Let’s clarify what we mean by different instances of an LLM. Different instances of the LLM can mean just a different role in the conversation, e.g. bot1 and bot2. In this way a single call to the LLM could just go on with the conversation, switching between bot1 and bot2 as appropriate, until the token limit is achieved. Then the next call to the LLM is triggered with a summary of the previous conversation so that there is again some room for further discussion between the bots in the limited context window.
To better simulate the discussion between two humans or a human and a bot, two instances of the LLM could also mean the simulation of two agents each having its own memory. This memory has always to be pasted into the context window together with the previous ongoing conversation in a way so that there is still room for the text completion by the LLM in the limited context window.

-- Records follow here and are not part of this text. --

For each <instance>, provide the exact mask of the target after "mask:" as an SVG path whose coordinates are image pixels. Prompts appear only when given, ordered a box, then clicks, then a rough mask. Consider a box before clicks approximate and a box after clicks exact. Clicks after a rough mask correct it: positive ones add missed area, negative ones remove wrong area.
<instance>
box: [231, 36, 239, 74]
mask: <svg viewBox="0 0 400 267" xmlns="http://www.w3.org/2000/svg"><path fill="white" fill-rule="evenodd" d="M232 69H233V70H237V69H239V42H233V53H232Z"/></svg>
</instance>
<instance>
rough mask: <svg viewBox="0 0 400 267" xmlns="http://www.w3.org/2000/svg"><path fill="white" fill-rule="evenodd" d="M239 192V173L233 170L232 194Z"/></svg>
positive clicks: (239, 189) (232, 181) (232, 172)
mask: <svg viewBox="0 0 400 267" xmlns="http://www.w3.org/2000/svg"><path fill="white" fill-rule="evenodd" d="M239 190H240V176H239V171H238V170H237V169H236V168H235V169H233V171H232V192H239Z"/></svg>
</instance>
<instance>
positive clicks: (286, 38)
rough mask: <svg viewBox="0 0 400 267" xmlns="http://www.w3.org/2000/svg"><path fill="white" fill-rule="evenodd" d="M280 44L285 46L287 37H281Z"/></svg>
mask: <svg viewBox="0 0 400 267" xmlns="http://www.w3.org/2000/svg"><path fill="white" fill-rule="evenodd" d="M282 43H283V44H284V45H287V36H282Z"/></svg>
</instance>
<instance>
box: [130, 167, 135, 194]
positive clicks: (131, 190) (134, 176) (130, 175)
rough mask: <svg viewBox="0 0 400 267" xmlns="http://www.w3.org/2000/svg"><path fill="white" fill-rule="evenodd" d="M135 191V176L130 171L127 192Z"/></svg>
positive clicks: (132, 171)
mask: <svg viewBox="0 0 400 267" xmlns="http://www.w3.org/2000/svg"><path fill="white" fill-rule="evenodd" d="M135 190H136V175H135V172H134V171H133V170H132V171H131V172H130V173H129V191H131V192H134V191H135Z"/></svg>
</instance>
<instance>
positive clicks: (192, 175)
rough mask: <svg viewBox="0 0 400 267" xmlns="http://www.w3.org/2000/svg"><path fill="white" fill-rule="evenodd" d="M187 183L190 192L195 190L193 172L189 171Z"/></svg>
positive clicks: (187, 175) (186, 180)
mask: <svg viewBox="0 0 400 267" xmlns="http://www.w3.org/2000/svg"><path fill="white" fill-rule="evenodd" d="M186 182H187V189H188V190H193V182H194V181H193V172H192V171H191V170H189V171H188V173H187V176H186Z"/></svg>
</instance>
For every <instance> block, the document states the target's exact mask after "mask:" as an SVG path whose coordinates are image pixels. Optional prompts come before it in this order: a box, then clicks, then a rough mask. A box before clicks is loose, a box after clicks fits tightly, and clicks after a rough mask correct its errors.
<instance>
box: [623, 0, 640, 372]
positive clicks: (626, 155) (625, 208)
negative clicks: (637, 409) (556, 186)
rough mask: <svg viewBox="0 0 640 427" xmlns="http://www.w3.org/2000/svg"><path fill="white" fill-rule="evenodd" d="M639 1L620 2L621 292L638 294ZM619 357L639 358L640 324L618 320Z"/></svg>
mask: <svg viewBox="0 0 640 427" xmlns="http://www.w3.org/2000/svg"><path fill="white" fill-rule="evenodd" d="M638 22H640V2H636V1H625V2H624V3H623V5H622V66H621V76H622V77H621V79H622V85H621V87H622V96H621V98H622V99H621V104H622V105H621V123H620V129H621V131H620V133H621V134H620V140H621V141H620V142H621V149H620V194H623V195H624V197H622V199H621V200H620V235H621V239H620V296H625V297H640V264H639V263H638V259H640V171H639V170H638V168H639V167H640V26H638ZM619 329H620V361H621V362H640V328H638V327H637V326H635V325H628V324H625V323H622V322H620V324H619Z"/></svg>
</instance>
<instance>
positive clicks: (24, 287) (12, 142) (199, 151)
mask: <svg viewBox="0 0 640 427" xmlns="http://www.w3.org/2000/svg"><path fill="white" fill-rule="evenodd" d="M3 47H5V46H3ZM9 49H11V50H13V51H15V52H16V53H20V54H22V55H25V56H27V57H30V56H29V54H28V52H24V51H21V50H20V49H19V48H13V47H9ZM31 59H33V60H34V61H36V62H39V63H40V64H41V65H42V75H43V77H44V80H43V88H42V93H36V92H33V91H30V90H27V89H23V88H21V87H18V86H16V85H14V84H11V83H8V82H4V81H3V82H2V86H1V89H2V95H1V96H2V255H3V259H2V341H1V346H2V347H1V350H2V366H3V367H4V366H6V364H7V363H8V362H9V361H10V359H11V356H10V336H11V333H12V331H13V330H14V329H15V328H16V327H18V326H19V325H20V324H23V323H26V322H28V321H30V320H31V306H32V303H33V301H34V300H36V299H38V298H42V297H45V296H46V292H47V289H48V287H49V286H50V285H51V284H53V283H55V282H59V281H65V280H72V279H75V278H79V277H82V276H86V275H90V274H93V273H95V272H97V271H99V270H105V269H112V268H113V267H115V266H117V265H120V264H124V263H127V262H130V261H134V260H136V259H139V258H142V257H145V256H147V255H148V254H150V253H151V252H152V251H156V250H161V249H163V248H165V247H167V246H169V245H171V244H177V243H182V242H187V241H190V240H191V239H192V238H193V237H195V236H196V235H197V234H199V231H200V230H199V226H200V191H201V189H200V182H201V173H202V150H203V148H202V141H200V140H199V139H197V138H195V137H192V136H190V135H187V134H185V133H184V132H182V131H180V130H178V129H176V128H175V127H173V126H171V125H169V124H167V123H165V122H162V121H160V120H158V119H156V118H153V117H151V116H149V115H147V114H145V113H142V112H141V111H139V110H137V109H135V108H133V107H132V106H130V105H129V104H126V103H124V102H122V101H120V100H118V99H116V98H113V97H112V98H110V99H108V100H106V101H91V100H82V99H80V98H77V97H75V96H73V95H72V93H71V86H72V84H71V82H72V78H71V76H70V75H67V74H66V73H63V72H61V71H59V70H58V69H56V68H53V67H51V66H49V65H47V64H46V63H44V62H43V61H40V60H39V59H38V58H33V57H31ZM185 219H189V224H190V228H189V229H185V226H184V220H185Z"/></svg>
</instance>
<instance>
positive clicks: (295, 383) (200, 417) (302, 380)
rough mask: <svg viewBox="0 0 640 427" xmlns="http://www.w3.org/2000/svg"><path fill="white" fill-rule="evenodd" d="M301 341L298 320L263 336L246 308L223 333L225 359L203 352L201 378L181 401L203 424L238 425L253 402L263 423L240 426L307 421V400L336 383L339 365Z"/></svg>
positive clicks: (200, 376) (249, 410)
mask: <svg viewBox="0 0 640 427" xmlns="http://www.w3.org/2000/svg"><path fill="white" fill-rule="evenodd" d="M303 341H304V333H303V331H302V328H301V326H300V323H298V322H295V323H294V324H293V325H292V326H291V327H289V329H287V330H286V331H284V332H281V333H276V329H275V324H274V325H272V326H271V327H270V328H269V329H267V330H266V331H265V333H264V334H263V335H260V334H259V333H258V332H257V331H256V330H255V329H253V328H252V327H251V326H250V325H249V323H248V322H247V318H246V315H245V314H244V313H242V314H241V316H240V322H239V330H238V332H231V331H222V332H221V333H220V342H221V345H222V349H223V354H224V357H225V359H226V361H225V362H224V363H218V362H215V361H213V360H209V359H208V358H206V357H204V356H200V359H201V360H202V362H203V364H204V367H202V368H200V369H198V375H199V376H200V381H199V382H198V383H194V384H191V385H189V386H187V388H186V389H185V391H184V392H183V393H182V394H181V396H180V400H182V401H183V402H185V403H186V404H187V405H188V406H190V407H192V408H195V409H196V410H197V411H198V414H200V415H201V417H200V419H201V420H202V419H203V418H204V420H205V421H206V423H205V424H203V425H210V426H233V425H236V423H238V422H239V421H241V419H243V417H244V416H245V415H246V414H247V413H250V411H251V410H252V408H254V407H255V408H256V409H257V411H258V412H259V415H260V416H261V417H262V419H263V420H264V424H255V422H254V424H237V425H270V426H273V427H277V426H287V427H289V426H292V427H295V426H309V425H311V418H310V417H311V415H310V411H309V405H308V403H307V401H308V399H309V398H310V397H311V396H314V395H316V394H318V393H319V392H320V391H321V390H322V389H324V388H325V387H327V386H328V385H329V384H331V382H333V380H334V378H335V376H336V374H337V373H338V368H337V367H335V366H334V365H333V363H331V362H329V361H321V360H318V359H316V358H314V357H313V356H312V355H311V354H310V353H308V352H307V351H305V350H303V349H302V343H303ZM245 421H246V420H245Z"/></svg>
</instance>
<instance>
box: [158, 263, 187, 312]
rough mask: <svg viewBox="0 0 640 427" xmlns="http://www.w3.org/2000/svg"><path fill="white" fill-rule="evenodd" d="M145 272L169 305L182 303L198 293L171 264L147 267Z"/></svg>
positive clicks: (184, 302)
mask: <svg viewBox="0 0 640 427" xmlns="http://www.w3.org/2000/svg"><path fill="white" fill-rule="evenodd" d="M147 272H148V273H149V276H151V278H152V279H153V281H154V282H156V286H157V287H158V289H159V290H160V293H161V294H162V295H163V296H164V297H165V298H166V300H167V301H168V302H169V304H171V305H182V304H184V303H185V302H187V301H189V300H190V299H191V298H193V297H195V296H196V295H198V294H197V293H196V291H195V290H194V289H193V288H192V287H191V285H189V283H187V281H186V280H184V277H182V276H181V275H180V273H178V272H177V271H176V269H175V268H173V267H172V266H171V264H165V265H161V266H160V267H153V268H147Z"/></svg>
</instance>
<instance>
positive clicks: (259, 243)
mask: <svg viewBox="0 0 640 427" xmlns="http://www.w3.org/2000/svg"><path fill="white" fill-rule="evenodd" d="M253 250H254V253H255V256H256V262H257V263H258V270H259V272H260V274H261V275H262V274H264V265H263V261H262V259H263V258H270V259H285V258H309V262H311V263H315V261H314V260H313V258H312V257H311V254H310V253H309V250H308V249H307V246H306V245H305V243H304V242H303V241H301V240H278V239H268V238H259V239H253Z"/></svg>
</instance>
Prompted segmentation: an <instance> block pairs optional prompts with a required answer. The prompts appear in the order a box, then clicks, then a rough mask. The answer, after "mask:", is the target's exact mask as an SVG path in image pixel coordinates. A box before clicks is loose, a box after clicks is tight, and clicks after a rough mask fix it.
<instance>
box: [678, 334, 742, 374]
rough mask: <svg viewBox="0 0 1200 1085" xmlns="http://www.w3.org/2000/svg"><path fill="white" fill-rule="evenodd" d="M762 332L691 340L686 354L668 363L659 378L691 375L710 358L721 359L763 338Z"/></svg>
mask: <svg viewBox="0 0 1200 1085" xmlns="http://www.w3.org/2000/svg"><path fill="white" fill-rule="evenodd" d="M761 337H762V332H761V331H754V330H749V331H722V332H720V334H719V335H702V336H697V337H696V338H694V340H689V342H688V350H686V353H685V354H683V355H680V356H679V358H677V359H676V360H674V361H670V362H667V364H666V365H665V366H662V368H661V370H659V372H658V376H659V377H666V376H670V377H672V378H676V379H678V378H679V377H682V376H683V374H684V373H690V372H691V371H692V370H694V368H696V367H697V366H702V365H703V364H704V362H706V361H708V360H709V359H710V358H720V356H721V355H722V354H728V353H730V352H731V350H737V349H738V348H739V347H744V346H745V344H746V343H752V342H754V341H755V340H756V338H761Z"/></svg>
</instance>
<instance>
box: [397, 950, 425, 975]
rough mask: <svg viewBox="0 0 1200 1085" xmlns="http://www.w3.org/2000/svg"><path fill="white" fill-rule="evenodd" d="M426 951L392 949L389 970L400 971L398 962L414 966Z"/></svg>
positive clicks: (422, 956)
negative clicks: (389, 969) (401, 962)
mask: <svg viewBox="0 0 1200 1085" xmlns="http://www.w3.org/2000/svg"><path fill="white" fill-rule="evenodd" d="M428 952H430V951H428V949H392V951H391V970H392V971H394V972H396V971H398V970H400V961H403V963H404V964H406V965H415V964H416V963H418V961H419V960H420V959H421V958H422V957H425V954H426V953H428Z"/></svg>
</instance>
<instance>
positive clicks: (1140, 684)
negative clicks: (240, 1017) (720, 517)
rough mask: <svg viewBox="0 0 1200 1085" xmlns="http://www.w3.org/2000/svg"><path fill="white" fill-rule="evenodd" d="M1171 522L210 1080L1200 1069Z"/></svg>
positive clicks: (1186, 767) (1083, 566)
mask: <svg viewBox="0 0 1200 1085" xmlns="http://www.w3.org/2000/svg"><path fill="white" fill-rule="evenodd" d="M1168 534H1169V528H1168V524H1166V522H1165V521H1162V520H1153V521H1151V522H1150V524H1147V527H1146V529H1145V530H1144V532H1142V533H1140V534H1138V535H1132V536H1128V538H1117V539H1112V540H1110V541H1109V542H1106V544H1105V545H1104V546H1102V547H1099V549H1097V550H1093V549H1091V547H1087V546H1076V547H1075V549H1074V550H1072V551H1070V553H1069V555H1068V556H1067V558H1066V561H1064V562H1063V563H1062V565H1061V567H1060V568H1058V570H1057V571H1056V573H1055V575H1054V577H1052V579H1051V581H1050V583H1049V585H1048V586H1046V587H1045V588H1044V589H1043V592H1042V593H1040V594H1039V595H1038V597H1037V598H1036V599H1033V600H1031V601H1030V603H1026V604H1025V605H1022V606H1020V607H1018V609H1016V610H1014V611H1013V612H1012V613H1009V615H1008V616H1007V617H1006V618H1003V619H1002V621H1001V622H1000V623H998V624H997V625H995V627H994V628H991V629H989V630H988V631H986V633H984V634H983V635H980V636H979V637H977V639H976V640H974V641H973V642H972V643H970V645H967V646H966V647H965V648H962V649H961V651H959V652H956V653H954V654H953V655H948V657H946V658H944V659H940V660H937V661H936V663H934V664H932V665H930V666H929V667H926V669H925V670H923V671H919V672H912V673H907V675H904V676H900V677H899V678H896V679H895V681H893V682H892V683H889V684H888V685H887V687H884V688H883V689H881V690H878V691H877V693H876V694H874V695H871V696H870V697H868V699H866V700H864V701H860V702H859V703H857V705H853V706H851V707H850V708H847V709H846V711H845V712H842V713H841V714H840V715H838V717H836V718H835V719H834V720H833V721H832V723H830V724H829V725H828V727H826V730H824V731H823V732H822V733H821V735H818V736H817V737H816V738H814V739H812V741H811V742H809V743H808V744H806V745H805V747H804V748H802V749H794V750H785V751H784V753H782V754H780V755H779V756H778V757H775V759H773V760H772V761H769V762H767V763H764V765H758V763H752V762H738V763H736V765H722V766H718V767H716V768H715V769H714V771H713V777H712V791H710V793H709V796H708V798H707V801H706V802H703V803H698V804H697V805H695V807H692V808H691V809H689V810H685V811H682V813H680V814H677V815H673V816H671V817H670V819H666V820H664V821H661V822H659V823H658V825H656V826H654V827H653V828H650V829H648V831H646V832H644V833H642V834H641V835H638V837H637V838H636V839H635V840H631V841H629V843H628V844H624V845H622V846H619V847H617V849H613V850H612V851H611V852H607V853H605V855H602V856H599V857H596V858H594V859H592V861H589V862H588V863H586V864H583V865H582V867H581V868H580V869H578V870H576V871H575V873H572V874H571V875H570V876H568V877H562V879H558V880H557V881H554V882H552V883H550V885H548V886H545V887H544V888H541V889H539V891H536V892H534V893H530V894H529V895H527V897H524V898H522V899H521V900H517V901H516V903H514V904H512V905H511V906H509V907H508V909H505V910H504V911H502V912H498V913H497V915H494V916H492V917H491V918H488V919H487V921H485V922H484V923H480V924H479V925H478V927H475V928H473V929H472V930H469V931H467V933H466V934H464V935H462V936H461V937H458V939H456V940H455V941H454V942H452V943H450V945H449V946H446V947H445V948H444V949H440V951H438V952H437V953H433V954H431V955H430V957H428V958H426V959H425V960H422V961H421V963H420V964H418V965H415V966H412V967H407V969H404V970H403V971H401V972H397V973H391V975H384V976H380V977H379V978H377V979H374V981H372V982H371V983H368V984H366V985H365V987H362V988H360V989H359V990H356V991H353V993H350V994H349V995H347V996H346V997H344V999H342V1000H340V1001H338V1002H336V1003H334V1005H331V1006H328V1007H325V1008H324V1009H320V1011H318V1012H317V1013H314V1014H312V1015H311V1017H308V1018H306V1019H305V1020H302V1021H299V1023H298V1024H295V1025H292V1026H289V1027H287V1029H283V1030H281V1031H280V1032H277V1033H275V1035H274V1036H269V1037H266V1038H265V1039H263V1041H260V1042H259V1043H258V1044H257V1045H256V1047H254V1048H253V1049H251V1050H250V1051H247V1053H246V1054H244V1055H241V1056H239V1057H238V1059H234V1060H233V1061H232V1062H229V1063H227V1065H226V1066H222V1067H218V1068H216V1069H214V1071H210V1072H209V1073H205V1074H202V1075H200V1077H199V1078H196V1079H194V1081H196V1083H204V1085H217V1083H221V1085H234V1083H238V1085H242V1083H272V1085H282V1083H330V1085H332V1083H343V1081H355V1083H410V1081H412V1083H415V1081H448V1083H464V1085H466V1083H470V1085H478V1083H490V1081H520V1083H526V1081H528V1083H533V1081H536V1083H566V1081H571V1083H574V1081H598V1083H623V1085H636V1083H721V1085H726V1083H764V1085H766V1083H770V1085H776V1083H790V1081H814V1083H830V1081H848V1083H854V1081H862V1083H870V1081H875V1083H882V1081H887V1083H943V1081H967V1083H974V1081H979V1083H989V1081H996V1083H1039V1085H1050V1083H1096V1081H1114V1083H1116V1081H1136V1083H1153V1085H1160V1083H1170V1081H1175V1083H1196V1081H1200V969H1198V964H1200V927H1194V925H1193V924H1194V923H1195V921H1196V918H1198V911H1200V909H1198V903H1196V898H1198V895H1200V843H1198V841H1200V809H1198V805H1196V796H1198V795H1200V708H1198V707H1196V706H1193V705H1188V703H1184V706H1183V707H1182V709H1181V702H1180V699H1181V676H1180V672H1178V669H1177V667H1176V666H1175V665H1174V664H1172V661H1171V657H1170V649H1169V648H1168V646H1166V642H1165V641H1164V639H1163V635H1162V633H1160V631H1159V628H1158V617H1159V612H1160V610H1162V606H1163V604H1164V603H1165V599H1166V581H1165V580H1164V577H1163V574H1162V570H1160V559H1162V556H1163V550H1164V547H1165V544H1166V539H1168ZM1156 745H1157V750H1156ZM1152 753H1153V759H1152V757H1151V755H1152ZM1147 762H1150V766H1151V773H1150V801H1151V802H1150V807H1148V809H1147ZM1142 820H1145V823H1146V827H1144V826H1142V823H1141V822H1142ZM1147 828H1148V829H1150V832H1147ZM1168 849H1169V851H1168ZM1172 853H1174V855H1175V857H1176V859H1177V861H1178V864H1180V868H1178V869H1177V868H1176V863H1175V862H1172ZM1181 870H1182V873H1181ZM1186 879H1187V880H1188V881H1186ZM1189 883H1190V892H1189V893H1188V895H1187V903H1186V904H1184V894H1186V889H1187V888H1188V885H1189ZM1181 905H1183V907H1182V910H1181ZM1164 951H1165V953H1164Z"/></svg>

Each agent will generate its own summary of the previous conversation, based on its own memory and the recent conversation. The summary is then always added to the memory. In this way, also each reviewer LLM instance mentioned above has in its context window a unique memory, the last part of the conversation and the task to assess the last output in the discussion. The unique memory of each agent will give each agent a unique perspective on the conversation.
This, in effect, reveals a potential new avenue for idea generation, knowledge expansion, and innovation, one that leverages the predictive capabilities of AI.